NOCHE
La noche era fría. Las ropas, mojadas,
cuarteadas y pesadas por la acumulación de barro tras la batalla tampoco
ayudaban a conseguir una postura cómoda que permitiese intentar conciliar el
sueño. Estaba muy cansado. Pero pesaba más la derrota que la larga marcha, el
clima o la batalla, que fue rápida y desastrosa.
Sabía que estaba acabado. Que todos estaban acabados. El rey
jamás perdonaría su revuelta. Tenían que servir de ejemplo. El juicio sería una
simple formalidad antes de ser ejecutados.
Llevaban ya mucho tiempo juntos y aunque no siempre habían
estado de acuerdo, les unía su afán de libertad y su oposición a ese rey que
nada sabía de su reino. Un rey al que poco importaban sus dominios excepto para
saquearlos o sus súbditos, sino para oprimirlos.
Juan parecía dormir. O al menos lo fingía. Francisco lo
miraba fijamente. Quizá pensando que se había equivocado siguiéndolo en una
empresa abocada al fracaso. O quizá pensando que no había sido un buen líder.

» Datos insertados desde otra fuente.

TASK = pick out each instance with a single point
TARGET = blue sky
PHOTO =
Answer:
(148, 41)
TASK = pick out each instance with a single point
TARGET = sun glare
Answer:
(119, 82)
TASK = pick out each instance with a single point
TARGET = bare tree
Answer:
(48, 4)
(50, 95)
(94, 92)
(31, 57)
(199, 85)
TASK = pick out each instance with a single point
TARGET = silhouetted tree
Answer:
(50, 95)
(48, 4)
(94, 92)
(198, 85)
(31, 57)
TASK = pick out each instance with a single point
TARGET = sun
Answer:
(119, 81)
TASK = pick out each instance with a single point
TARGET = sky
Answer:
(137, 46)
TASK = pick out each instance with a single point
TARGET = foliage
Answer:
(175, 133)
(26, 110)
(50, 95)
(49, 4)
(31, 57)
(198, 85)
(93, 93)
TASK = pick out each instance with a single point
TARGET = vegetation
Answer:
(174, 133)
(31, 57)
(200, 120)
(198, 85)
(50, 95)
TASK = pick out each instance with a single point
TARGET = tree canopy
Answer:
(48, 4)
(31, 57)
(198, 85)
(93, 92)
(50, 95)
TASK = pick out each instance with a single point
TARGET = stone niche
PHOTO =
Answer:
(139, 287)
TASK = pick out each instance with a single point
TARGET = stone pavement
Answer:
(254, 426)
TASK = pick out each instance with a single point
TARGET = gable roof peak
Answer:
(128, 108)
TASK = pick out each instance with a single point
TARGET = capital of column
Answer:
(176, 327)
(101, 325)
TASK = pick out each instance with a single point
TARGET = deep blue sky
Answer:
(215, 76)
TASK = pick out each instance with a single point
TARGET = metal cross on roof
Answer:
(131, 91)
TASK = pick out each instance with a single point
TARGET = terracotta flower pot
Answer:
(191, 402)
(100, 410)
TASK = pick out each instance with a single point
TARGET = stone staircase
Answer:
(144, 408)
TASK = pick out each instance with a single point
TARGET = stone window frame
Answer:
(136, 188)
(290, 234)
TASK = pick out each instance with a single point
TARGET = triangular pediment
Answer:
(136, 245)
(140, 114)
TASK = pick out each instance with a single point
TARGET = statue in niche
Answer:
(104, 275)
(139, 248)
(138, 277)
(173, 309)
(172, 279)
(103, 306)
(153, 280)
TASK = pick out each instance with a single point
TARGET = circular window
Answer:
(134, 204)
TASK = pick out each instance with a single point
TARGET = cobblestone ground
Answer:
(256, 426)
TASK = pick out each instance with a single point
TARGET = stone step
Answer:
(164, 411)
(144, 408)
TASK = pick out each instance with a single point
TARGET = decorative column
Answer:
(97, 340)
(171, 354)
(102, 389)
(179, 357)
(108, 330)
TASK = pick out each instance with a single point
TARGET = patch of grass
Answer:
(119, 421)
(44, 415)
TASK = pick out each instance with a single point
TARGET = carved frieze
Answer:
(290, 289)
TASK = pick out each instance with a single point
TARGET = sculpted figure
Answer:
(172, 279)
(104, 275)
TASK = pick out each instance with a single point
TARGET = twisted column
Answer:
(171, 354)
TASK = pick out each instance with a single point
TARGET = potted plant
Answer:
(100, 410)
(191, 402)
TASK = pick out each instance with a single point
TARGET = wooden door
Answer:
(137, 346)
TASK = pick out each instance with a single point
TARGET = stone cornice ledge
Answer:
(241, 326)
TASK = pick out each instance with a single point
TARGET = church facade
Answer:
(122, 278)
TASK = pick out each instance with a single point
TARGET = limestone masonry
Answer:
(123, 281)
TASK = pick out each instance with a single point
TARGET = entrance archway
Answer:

Aunque él nunca quiso liderar nada. Las circunstancias le pusieron al mando de
gente con sus mismas ideas por una serie de casualidades. No era militar, no
era un estratega. Siempre tuvo que improvisar. Y la improvisación, contra un
ejército profesional, más numeroso y mejor pertrechado, acostumbra a producir una
derrota estrepitosa.
Al menos lo intentamos, pensó.
Se empezaba a filtrar la luz del amanecer. El juicio era a
primera hora. El cadalso ya estaba levantado. Antes del mediodía serían
historia. O tal vez nadie los recordaría. Quizá el esfuerzo no había servido
para nada.
Sonó una llave en la puerta de la improvisada celda. Dos
soldados con aspecto cansado abrieron con estrépito y les ordenaron salir.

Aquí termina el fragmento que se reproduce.